The color of their eyes
If you ask a mother to describe the color of her child’s eyes, you’ll likely get more than just “blue” or “brown.” She may say something like “a light greyish blue that sometimes looks green” or “a deep chocolate brown with some specs of lighter brown, almost copper.” Parents spend a lot of time gazing into their children’s eyes. Their child’s eyes tell them when the child is sad, happy, discouraged, scared, anxious, content—I can go on and on. Ask a pet owner to describe his pet’s eyes, and you’re also likely to get more than a one-word answer. Why? Because when you’ve spent time gazing into the eyes of those you care about, you’ve learned so much more about them than their words could ever reveal. When you’ve done this every day over a period of time with people in your inner circle, you won’t need to ask them how they’re doing. You’ll already know. More important, you’ll also know when their words don’t match what their eyes are telling you.
“Are you okay?” “I’m fine.” “No you’re not; I can tell.”
Now think about people you work with. I’m not talking about the people at work who you’ve become friends with and with whom you meet after work socially. I’m talking about the guy in the mailroom who delivers your packages. The custodian who takes the garbage out of your office at the end of the day. The person in the marketing department that you meet with weekly on that core team project. Do you remember the color of their eyes? Have you really ever looked at them?

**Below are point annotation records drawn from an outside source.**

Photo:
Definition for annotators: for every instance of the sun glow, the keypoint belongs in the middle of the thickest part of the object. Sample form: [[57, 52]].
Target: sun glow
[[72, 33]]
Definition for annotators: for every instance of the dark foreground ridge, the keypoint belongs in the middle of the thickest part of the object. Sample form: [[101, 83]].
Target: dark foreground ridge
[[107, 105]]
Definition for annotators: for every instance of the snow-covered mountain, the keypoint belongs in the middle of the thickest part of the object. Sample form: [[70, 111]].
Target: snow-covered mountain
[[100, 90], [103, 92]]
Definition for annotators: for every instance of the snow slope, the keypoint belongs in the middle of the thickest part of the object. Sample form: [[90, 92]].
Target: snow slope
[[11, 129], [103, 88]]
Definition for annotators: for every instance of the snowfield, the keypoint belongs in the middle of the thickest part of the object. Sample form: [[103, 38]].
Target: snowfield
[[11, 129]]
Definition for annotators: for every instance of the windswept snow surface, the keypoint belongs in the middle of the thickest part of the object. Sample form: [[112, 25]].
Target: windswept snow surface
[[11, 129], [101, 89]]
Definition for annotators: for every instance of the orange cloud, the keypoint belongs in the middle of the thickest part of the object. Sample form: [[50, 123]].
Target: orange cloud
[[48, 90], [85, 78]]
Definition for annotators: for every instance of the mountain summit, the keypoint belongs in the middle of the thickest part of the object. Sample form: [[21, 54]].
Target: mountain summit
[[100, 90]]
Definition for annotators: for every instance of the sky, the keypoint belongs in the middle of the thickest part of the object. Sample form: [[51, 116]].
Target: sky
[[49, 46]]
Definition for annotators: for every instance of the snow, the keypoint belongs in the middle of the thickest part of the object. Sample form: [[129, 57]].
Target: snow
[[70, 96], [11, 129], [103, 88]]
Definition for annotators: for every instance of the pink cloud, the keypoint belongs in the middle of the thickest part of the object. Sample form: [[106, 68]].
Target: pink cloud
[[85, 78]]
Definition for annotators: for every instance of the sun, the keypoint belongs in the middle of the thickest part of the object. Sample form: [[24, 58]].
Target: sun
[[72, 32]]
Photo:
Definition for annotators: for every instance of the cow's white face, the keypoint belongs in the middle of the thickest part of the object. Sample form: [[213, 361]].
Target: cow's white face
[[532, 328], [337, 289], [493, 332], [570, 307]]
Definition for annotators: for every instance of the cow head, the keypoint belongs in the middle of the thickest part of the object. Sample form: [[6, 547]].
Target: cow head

Tomorrow, the next day, and all the days after that, when you meet people you know at work—those people you’d smile at in the hallways, say hello to in passing in the cafeteria, or knock on their doors to let them know what conference room you’ll be meeting in—spend a few minutes noticing their eyes. See the color; recognize the uniqueness. Do this over and over again each time you talk. Sooner than you think, you’ll get to know them much differently than you have before. Your interactions will be more productive and simply more enjoyable because of it.
When we spend time looking into others’ eyes, we’re saying to them, “This moment we’re having is important to me. I’m listening to you and I hear you.” The strongest connections we make with people—both in our career and our personal lives—are forged when we’re present and engaged. This begins when we spend time seeing the person behind the eyes.